帝国ホテルでも見たことのあるディテールがチラホラあります。玄関前を広くとって、雨宿りにもなる場所っていつの時代でも親切だと思いませんか。授業が終わってからとか、コンパ終了後の店の前など、多人数がいっせいに帰るイベント終了時の建物の前には、こういうたむろする場所があると非常に助かります。そう、かつての住宅は人を招くための仕掛けがちゃんと用意されてたんです。いつから風呂と寝るところしかない住宅になったのでしょうか。
「イベントは外で済ませば良い。」この現代の生活感覚が、住宅文化をラブホテル級に下げてしまったのかも知れません。
この館内の撮影は禁止されているので写真がないのですが、かなりの人数を収容できる応接間が2階にあるんですよ。人を招くための家。ピロティー上部がその応接間になっています。客車みたいな雰囲気でしたよ。
玄関口とその反対側を見る
ライトの素材の使いかたは、日本のことを意識して作ったとはお世辞にもいえません。しかし建物全体を見ると、彼の作風から水平線が強調されるので、どことなく和を感じさせてくれるのです。
この急斜面を利用して階高が増えるごとに一層づつ山の方へズレている。そして海と街を一望できるこの景色。この場所でしか成立しないプランということです。
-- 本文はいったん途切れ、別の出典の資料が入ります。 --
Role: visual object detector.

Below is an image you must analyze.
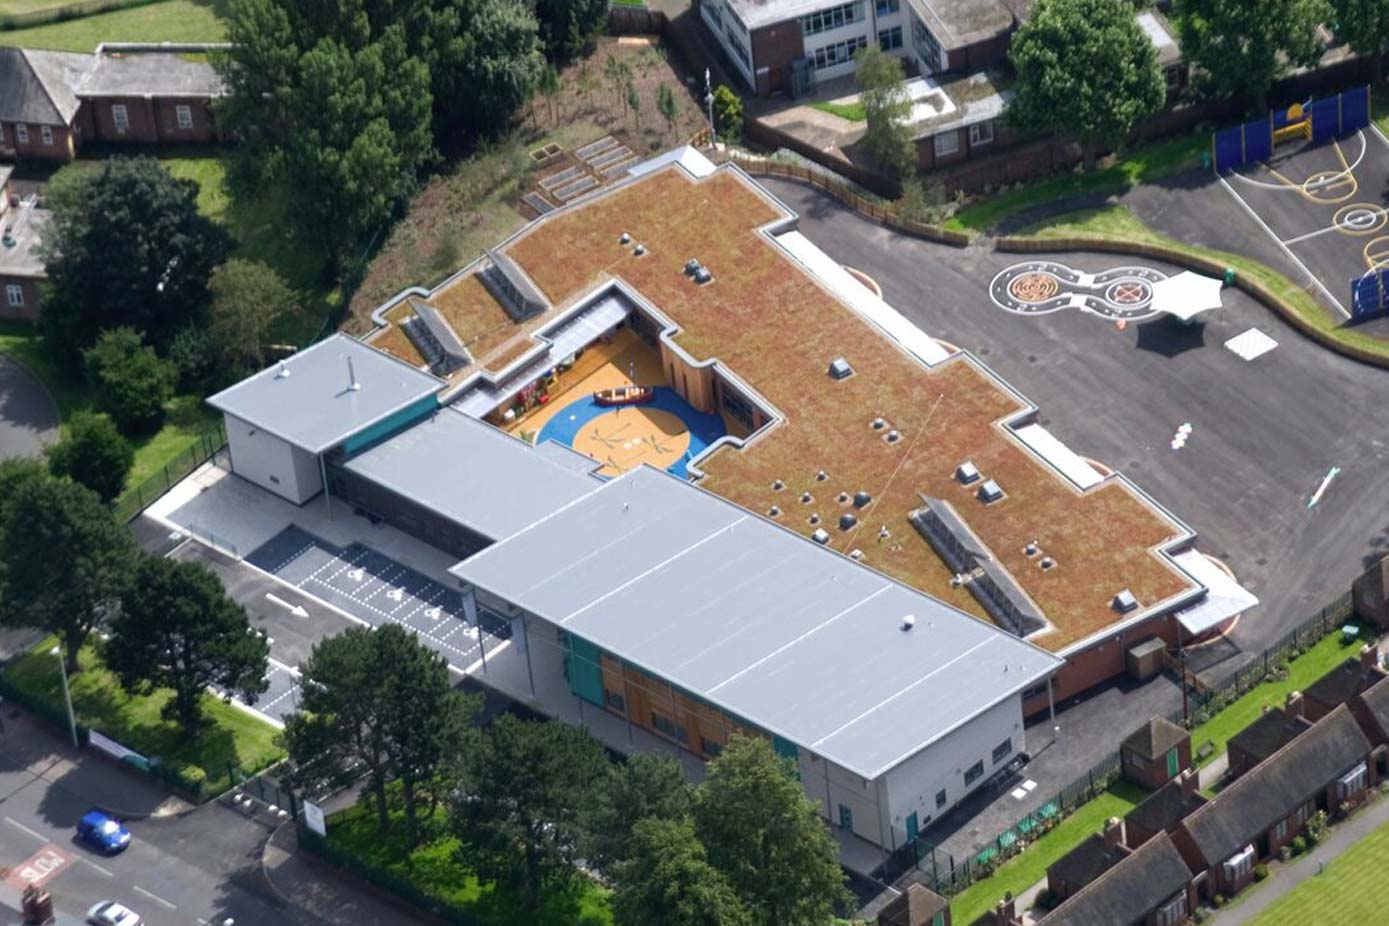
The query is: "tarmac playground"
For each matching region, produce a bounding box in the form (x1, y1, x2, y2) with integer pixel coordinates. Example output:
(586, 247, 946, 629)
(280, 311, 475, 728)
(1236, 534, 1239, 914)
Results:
(1218, 121, 1389, 319)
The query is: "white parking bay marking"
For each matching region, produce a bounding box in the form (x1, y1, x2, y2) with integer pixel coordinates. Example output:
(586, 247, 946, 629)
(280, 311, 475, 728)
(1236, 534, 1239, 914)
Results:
(133, 884, 178, 909)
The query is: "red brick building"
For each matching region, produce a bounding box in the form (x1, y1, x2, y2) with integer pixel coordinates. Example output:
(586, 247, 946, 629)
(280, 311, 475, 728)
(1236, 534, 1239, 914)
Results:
(1120, 716, 1191, 791)
(0, 165, 46, 320)
(0, 44, 225, 163)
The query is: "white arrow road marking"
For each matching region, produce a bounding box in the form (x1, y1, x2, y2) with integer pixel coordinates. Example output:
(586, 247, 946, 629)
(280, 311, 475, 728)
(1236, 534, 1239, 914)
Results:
(1308, 466, 1341, 509)
(265, 593, 308, 618)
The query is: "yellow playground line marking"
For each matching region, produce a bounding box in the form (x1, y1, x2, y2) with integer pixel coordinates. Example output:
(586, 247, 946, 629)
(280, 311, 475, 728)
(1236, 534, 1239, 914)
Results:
(1332, 203, 1388, 237)
(1265, 139, 1358, 203)
(1364, 236, 1389, 271)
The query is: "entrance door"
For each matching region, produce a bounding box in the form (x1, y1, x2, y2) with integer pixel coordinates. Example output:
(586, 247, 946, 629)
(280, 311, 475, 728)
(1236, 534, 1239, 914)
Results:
(905, 812, 919, 843)
(838, 804, 853, 831)
(1167, 747, 1180, 778)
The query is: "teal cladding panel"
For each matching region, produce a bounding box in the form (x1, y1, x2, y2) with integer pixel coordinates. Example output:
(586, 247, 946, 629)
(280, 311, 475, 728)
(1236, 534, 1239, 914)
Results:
(773, 735, 799, 762)
(567, 635, 605, 707)
(341, 395, 439, 456)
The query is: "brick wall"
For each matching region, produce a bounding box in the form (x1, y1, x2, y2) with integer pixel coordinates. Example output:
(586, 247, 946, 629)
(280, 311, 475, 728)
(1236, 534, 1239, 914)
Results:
(85, 97, 218, 145)
(0, 276, 41, 321)
(0, 121, 76, 162)
(750, 20, 804, 95)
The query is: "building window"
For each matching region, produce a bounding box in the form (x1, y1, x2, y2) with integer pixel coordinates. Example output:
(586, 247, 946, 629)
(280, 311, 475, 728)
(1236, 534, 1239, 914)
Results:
(878, 25, 903, 51)
(651, 711, 676, 740)
(933, 132, 960, 158)
(112, 104, 129, 133)
(704, 0, 723, 29)
(875, 0, 899, 14)
(991, 737, 1012, 765)
(5, 284, 23, 307)
(175, 105, 193, 130)
(15, 124, 28, 144)
(0, 124, 5, 144)
(935, 789, 946, 809)
(808, 35, 868, 71)
(1272, 818, 1288, 841)
(802, 1, 863, 37)
(702, 737, 723, 758)
(1338, 761, 1368, 799)
(964, 760, 985, 786)
(1156, 893, 1188, 926)
(720, 383, 756, 429)
(39, 125, 53, 146)
(1294, 800, 1314, 825)
(604, 689, 626, 713)
(969, 121, 995, 147)
(911, 14, 945, 72)
(1222, 844, 1254, 882)
(1164, 65, 1182, 92)
(838, 803, 853, 830)
(723, 24, 752, 71)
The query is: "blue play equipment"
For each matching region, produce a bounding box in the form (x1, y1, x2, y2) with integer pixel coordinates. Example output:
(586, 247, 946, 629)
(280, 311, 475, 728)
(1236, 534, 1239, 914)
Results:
(1351, 268, 1389, 320)
(1211, 86, 1371, 173)
(538, 386, 727, 478)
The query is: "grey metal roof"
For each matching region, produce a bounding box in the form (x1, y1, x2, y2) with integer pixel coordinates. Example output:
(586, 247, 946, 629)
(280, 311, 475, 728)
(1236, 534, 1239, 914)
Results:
(1039, 833, 1192, 926)
(452, 465, 1060, 779)
(534, 439, 605, 479)
(342, 408, 601, 541)
(0, 48, 89, 125)
(77, 51, 225, 98)
(207, 334, 444, 453)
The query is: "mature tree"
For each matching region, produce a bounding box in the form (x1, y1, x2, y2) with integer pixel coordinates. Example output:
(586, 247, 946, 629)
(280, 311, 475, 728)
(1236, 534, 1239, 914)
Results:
(39, 158, 232, 363)
(532, 0, 606, 61)
(440, 0, 546, 138)
(166, 325, 221, 394)
(613, 817, 753, 926)
(693, 736, 850, 926)
(0, 474, 136, 672)
(208, 259, 295, 378)
(657, 83, 679, 137)
(1175, 0, 1329, 112)
(1007, 0, 1165, 170)
(1329, 0, 1389, 84)
(584, 752, 693, 873)
(375, 624, 478, 847)
(605, 55, 632, 113)
(854, 45, 917, 180)
(712, 85, 743, 142)
(46, 411, 134, 503)
(537, 64, 562, 124)
(0, 457, 48, 524)
(451, 715, 608, 910)
(105, 556, 269, 736)
(83, 327, 175, 435)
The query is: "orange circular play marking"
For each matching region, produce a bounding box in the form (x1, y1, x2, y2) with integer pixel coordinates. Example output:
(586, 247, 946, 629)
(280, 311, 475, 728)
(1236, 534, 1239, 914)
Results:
(572, 407, 691, 477)
(1365, 236, 1389, 271)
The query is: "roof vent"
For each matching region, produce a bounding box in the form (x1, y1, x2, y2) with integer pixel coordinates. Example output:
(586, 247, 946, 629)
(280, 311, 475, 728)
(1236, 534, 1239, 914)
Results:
(346, 356, 361, 392)
(886, 430, 901, 443)
(772, 479, 785, 491)
(768, 505, 780, 517)
(801, 491, 813, 503)
(816, 470, 828, 482)
(977, 479, 1004, 503)
(683, 258, 701, 276)
(837, 491, 849, 503)
(1024, 541, 1039, 557)
(956, 460, 980, 484)
(633, 243, 647, 256)
(828, 357, 853, 380)
(811, 528, 830, 544)
(808, 513, 821, 526)
(620, 232, 631, 245)
(853, 490, 872, 508)
(849, 548, 863, 561)
(879, 526, 890, 539)
(694, 266, 713, 284)
(275, 361, 290, 380)
(871, 417, 886, 430)
(839, 513, 858, 531)
(901, 614, 916, 631)
(1040, 556, 1056, 570)
(1112, 589, 1138, 613)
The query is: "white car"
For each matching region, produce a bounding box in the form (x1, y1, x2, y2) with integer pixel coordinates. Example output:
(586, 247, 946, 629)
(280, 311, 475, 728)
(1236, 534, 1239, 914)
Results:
(86, 900, 143, 926)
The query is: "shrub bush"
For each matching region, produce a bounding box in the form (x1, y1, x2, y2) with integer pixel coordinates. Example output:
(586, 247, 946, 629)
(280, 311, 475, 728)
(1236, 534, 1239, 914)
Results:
(1254, 863, 1269, 882)
(1278, 845, 1292, 862)
(1292, 835, 1308, 856)
(1213, 893, 1226, 908)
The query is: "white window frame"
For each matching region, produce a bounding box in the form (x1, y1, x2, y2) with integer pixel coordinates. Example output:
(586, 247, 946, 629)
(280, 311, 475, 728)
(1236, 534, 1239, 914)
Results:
(1272, 817, 1288, 841)
(1338, 762, 1368, 798)
(1222, 844, 1255, 881)
(39, 125, 53, 146)
(933, 131, 960, 158)
(875, 0, 899, 14)
(5, 284, 23, 307)
(15, 124, 28, 144)
(175, 104, 193, 130)
(1156, 892, 1188, 926)
(969, 121, 995, 147)
(112, 103, 129, 133)
(878, 25, 903, 51)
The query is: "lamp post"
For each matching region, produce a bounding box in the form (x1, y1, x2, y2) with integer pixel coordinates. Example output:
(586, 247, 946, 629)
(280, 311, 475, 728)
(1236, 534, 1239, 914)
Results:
(51, 645, 78, 748)
(704, 68, 715, 144)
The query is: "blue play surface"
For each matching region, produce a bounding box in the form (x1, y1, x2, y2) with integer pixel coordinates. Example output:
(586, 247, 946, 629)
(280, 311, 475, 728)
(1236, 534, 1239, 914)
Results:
(538, 386, 726, 478)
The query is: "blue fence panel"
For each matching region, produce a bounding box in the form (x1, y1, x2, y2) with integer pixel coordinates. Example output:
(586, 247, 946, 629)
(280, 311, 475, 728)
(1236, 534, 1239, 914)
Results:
(1310, 96, 1341, 143)
(1214, 126, 1246, 173)
(1351, 271, 1386, 319)
(1342, 85, 1370, 133)
(1244, 119, 1273, 163)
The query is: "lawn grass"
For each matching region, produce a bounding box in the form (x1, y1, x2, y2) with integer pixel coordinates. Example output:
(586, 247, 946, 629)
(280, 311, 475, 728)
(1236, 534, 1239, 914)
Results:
(944, 134, 1208, 236)
(809, 99, 867, 122)
(1248, 814, 1389, 925)
(947, 781, 1149, 926)
(1186, 626, 1377, 767)
(1017, 205, 1389, 362)
(4, 636, 283, 798)
(328, 801, 612, 926)
(0, 0, 225, 50)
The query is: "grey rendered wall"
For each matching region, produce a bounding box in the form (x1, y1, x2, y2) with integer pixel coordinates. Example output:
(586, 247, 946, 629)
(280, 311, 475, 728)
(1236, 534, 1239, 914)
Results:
(224, 413, 322, 504)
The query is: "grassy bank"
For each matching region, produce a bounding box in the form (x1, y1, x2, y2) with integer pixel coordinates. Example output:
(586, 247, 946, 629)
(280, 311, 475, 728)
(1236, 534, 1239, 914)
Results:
(810, 100, 867, 122)
(4, 636, 283, 798)
(1016, 205, 1389, 362)
(0, 0, 225, 50)
(1249, 815, 1389, 925)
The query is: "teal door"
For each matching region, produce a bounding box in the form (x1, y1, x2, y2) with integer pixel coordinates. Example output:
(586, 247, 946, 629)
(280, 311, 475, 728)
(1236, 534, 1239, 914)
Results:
(1167, 747, 1180, 777)
(838, 804, 853, 831)
(905, 812, 919, 843)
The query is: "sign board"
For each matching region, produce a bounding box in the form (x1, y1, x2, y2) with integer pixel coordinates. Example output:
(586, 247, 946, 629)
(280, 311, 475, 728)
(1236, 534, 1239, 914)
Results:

最上階は食事が出来そうな部屋と、その隣から海と神戸を見渡せる屋上に出られます。陸屋根(ろく やね)の特徴を生かしてますね。
山邑邸からの眺め
山邑邸が完成する1924年(大正13年)までに、ライトは帰国しています。基本設計はライトでも実施は弟子の遠藤新氏に任せたのでしょう。こうして住宅建築を得意とするライトの作品を、こうして近くで見られるのはとてもありがたいです。
館内にビデオでの解説やフランク ロイド ライトの説明ボードがありますから、時間のあるときに見学に行きましょう。芦屋川駅と山邑邸の中間ぐらいに小橋があります。その西詰に上記で書いてた喫茶店があります。建物見学ついでに芦屋の雰囲気を味わってきてください。